Two satellites will analyze the rise in sea level
The European Copernicus program launches a second instrument, with technology from a Catalan company
BarcelonaThe European Union's Copernicus Earth observation program is launching a second satellite for its Sentinel-6 mission this Monday to collect data on ocean temperatures, particularly those of the Mediterranean Sea, which is warming twice as fast as the global average. The new satellite, named Sentinel-6B, incorporates a sensor that measures, among other things, sea level rise, one of the consequences of the climate crisis caused by warming waters and the melting of the polar ice caps, which is now considered irreversible. This instrument is the Poseidon-4 radar altimeter, which is also present on its predecessor, Sentinel-6A, launched in November 2020, but will add precision to the collected data. The new launch will take place from Vandenberg Air Force Base in California (United States). "Thanks to the development of new data processing algorithms, we have increasingly precise information about sea level, which helps us better understand how climate change affects us," explains Mònica Roca i Aparici, former president of the Barcelona Chamber of Commerce and current CEO of IsardSat, the Catalan space technology company that designed the system to process the data received from these two satellites.

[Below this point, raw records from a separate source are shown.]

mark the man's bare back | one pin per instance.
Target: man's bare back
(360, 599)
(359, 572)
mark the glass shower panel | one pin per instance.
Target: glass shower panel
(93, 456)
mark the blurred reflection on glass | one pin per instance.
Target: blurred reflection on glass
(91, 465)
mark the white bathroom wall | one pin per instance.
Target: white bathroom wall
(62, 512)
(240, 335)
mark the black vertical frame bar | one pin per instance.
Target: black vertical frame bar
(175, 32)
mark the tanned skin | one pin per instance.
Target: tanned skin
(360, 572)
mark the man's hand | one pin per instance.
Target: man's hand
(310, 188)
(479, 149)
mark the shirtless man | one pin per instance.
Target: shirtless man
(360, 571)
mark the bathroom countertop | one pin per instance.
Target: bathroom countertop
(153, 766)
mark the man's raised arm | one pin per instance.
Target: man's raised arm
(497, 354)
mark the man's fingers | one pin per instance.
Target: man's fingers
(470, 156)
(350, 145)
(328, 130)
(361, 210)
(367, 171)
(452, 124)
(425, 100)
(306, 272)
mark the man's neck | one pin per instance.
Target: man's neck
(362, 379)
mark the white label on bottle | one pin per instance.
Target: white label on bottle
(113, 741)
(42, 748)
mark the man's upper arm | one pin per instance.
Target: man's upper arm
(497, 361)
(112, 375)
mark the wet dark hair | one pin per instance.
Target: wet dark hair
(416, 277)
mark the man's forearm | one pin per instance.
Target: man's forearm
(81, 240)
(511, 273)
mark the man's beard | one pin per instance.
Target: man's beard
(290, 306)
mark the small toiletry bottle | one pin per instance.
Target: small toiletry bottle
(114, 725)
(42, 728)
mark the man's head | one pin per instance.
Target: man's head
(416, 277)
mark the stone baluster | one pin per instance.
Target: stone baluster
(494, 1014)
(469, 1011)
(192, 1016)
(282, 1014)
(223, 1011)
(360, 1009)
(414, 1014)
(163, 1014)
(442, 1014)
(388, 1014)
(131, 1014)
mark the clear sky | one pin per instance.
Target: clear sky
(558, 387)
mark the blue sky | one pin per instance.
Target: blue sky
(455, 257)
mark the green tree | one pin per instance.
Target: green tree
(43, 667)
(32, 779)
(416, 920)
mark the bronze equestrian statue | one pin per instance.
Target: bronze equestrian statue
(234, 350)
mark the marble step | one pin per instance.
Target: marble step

This satellite will also help to better observe and predict extreme weather events and flooding—especially on the coast—resulting from global warming. The Copernicus oceanographic mission provides essential, high-precision data for monitoring the impacts of the climate emergency on the sea. Satellite monitoring of this variable began in 1991 with the ERS-1 mission (1991-2000) and continued with several more missions. Multiple satellites monitor various ocean characteristics, and Sentinel-6 is specifically responsible for measuring sea level.
Both are the result of a collaboration between the European Space Agency (ESA), the European Commission through the Copernicus program, the European Organisation for the Exploitation of Meteorological Satellites (EUMETSAT), NASA's Jet Propulsion Laboratory, and the National Oceanic and Atmospheric Administration (NOAA). Their data are publicly available, and the mission is scheduled to continue until (at least) 2030.
This data has shown that since 1999, sea levels worldwide have risen by 9.38 cm (an average of 3.7 mm/year), and in the last ten years, this rate has accelerated (1999–2009) to 4.2 mm/year (2014–2024).